Colonel Dage Zuberi was the head of the Grays.

The atrocities this evil man had left behind him in Darfur have all been documented. The mass killing of the men and rape of the women, the torture and looting, the kidnapping of young girls, and the total obliteration of villages all form part of his legacy. And now he had turned to South Sudan.

Throughout this period, IDPs had only one option, the Kind Hands settlement located outside Nimule, though by now, our hands were full. Ironically, just when it seemed completely hopeless, as we were weighing scrapping our mission, a message was relayed by an ambulance driver. He said that twenty thousand volunteer soldiers—all military veterans—were on the way to protect us.

Was this true? And, if true, would they arrive in time?

As I sat against a bed pondering all of this, Aziza, another of our little orphan runners, burst breathlessly into the O.R.

“They’re here, Dr. Brigid. Our army has arrived, and they’re shooting at the Grays.”

“You’re sure, darling?”

“Oh, yes. It’s true.”

Oh, thank you, God.

But Aziza hadn’t finished her report.

“The Grays have so many. Our new army is too…too small.”

“How many?” I asked, although I knew full well that Aziza could not count.

“Like, three cups full of pebbles. The Grays are shooting them as they try to save us.”





Chapter 5



SABEENA FLEW through the operating-room door, running directly to me as my patient was being removed from my table.

“We’ve got incoming. Some of our new fighters have been shot. Brigid. They’re all black.”

“Say that again?”

“Our new army. They’re all black. Men and women. Europeans and Americans, too. Dr. Jimmy is bringing in a boy from New Jersey. He’s conscious but bleeding profusely from a head wound.”

The ambulance and other vehicles roared up to the O.R., and as our volunteers unloaded the patients, I did triage, sending those with bullets that could be dug out with a knife tip to Maternity.

We kept the rest.

Our instruments had been sterilized before the shooting began, but we had no place for the wounded except on empty grain sacks laid out on the floor.

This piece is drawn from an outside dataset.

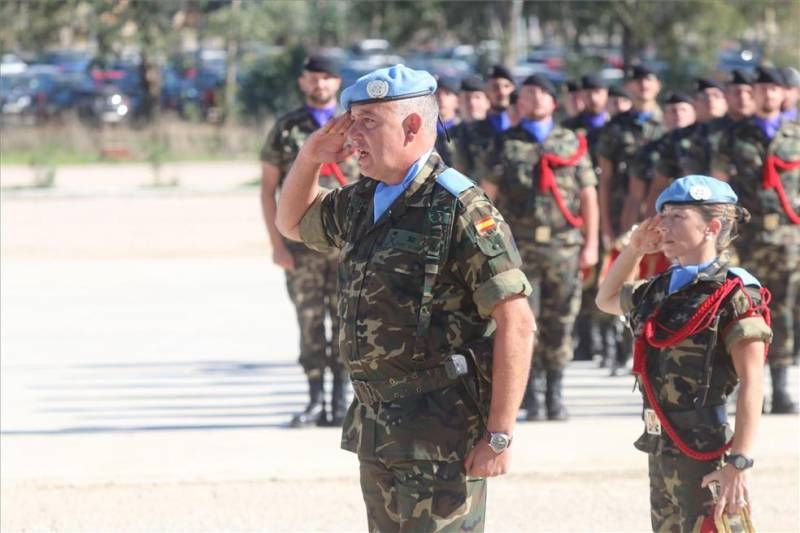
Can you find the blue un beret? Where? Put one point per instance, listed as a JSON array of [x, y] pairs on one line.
[[696, 189], [386, 84]]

We had to work faster and more efficiently than ever. The generator was back on, charging up our mini X-ray and ultrasound machines. Runners carried blood samples to our so-called lab for typing. Sabeena and I marked treatment notes on dressings and directly on the patients’ bodies. And throughout it all, the gunfire continued.

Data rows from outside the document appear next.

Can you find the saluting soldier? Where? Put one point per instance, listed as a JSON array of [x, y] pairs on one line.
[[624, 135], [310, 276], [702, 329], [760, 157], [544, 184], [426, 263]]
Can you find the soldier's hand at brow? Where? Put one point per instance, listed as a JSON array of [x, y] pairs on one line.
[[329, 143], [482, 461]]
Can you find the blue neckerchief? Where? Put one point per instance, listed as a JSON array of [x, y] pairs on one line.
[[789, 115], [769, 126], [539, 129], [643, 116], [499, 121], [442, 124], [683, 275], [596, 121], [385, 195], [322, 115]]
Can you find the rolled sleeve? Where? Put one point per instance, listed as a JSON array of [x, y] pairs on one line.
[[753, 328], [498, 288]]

Dr. Jimmy Wuster was working feverishly on the volunteer soldier from New Jersey. As Sabeena had said, the young man was bleeding profusely. He had gunshot wounds to his head and chest, and we didn’t have enough blood to perfuse him. Of course, Dr. Jimmy still tried to keep the boy alive, until Jup pulled him away from the body.

Jimmy yelled, “Fuck! Get away from me.”

Jup persisted until Jimmy stormed out of the O.R. I followed him and found the reed-thin thoracic surgeon leaning against a parched tree, his chest heaving.

He said to me, “That kid is from West Orange. I grew up there. I told him I would keep him alive.”

“We all do that, Jimmy. What else can you do?”

“He’s wearing a dog tag. His name is Henry Webb. His unit is called BLM.”

“What does it mean?”

“Black Like Me. A solidarity movement, I suppose. Damn it.”

“I’m sorry,” I said.

“Do you have a cigarette?”

I shook my head no.

He said, “I stink like rat shit in a meatpacking plant, but I need a hug.”

I needed one, too. I took him into my arms.